Tous ces comportements s’expriment différemment selon le stade du développement de l’enfant, bien que les inquiétudes soient identiques. Quel que soit le degré d’autonomie, ils sont autant de signaux d’appel qu’il est important de décoder.
 
Si leur attente ne se traduit pas en questions, c’est bien souvent parce que les enfants perçoivent la réticence des parents à parler de ce qui se passe, et qu’ils ne s’autorisent pas à les interroger. Mais les adultes qui justifient leur silence par celui des enfants qu’ils interprètent comme de l’indifférence se trompent, car il est tout sauf cela.
Dans d’autres cas, c’est la crainte d’être débordés par l’émotion et de pleurer devant l’enfant qui pousse les parents à se taire.

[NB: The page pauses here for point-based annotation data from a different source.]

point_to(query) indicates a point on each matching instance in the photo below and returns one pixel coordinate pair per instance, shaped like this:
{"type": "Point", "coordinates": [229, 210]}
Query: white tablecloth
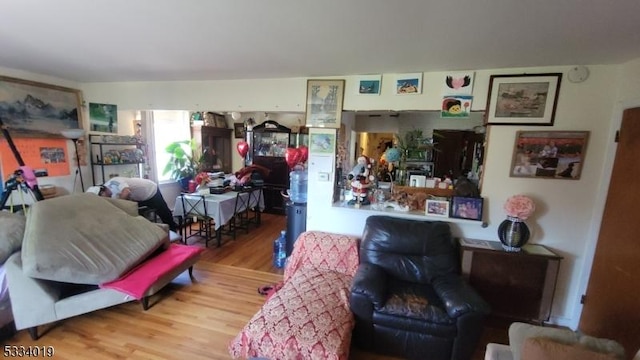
{"type": "Point", "coordinates": [219, 207]}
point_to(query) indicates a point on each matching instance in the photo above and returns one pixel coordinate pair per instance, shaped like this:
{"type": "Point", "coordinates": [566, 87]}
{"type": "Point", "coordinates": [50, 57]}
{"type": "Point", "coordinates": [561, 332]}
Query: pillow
{"type": "Point", "coordinates": [128, 206]}
{"type": "Point", "coordinates": [85, 239]}
{"type": "Point", "coordinates": [539, 348]}
{"type": "Point", "coordinates": [519, 332]}
{"type": "Point", "coordinates": [11, 233]}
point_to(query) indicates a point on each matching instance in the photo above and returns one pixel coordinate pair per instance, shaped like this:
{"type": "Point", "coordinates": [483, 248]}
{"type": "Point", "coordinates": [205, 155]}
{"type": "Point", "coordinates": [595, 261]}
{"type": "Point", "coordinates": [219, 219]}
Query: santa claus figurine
{"type": "Point", "coordinates": [362, 179]}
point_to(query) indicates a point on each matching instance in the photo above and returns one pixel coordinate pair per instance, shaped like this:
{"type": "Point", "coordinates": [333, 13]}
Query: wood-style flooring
{"type": "Point", "coordinates": [189, 320]}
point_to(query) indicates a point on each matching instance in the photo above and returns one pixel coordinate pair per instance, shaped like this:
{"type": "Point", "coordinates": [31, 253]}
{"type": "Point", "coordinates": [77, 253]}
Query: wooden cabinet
{"type": "Point", "coordinates": [457, 151]}
{"type": "Point", "coordinates": [216, 149]}
{"type": "Point", "coordinates": [268, 146]}
{"type": "Point", "coordinates": [517, 285]}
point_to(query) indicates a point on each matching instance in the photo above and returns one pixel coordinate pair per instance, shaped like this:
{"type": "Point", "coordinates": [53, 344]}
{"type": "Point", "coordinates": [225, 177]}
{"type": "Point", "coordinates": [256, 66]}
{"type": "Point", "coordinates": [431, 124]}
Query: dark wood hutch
{"type": "Point", "coordinates": [268, 144]}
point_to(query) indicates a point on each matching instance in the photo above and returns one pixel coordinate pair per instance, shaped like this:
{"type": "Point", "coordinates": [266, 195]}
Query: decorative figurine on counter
{"type": "Point", "coordinates": [362, 179]}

Or, ce ne sont pas tant les larmes qui inquiètent l’enfant que de ne pas en connaître la cause.
Il est important d’expliquer les raisons de cette tristesse, mais aussi de laisser l’enfant exprimer ce qui l’affecte, et l’aider à le faire plutôt que le garder pour lui.
Un enfant en retrait et qui n’exprime rien est plus inquiétant qu’un enfant qui manifeste son chagrin, car cette attitude est fréquemment liée à un état de choc ou à la sidération de sa pensée. Ce n’est pas parce que l’on ne montre rien que l’on n’éprouve rien. Bien au contraire!